道北各界で活躍する皆さんによるエッセーコーナーです。 2020年3月までの記事はこちら


柴田えみ子(旭川・尊厳死協会道支部理事)*ふたり一緒

 「元気だけが取りえ」と豪語していた私だが、昨年暮れに脳梗塞を発症した。原因は加齢とストレスによるもの。ストレス? 思い当たる節はないが、疲れていたのかも。実は私の入院前、夫が脳出血で倒れて3カ月間入院していたのだ。その間、私は畑の収穫やビニールハウスの片づけなどをバタバタとやっていた。

 「夫の留守を守らなくちゃ」と力んでいたが、疲労は感じなかった。だが、75歳の身体は老化現象を起こしていたようだ。そういえば、ここ数年、小さな不調はあった。健康を過信していたことを猛省した。

 入院生活も初めは立てない、歩けないの状況にうろたえたが、持ち前の好奇心でこの状態からどういう経過をたどるのか興味が湧いた。ベッドで起き上がることから始まり、座る、立つ、歩く、と順にできるようになるまでリハビリに明け暮れた。何もつかまらず、5歩歩けた時の感動は一生涯忘れられそうにない。

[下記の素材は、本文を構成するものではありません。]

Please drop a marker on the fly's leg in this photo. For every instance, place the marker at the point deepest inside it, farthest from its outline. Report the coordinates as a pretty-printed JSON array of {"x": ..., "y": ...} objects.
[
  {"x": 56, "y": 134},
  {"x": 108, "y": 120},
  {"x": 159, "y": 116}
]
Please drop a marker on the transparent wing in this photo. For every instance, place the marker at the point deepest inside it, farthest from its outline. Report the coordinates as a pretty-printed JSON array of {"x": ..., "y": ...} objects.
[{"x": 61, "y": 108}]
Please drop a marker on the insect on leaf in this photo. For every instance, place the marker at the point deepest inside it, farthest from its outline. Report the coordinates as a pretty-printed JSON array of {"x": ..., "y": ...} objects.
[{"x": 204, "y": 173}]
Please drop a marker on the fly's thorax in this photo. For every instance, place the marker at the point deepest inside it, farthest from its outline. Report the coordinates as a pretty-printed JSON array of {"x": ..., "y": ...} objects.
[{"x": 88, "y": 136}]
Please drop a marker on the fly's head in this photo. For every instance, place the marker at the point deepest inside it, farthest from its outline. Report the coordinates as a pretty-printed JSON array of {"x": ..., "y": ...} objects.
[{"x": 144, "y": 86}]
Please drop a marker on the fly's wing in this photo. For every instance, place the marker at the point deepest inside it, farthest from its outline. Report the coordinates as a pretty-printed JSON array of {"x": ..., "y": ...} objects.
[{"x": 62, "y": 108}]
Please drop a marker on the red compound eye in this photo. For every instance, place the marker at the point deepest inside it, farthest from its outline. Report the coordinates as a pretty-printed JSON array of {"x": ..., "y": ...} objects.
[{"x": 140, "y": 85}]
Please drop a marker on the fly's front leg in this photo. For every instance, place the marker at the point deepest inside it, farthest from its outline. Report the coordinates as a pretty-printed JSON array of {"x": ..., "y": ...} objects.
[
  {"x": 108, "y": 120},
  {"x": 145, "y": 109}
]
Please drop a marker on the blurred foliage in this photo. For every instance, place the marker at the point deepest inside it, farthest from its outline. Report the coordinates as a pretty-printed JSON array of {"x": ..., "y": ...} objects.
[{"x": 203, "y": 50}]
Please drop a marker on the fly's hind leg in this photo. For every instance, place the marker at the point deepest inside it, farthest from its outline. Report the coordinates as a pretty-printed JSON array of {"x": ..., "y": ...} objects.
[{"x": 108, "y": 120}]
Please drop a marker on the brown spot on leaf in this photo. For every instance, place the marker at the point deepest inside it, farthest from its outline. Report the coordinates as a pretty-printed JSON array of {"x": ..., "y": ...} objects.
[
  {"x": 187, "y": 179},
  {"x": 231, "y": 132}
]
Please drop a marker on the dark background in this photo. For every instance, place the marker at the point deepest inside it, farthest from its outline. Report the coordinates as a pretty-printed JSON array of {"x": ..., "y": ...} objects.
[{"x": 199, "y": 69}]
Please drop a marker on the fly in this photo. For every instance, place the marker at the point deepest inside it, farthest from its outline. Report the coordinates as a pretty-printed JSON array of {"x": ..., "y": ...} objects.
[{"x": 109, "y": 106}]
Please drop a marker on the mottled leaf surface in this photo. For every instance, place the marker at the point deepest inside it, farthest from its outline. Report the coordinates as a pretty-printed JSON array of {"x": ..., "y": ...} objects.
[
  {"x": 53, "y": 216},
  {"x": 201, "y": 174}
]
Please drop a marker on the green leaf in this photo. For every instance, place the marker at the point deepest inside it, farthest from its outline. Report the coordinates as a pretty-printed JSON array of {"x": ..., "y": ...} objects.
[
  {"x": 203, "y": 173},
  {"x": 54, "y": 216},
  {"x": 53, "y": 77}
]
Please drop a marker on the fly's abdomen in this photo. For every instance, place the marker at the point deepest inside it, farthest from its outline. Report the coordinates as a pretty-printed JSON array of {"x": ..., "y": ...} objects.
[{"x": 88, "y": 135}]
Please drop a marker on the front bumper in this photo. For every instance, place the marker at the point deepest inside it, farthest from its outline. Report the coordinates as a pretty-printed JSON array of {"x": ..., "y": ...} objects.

 コロナ禍で家族と会えず、孤独な闘いだったが、予想よりずっと早く退院できた。夫は右側、私は左側の罹患(りかん)なので、これからは今まで以上に助け合わねばならぬ。夫とリハビリに励み、生活スタイルの改善にも取り組んでいる。そういう意味では、2人一緒に病を得たことが何だかありがたくさえ感じる。さて、新しい生活に突入だ。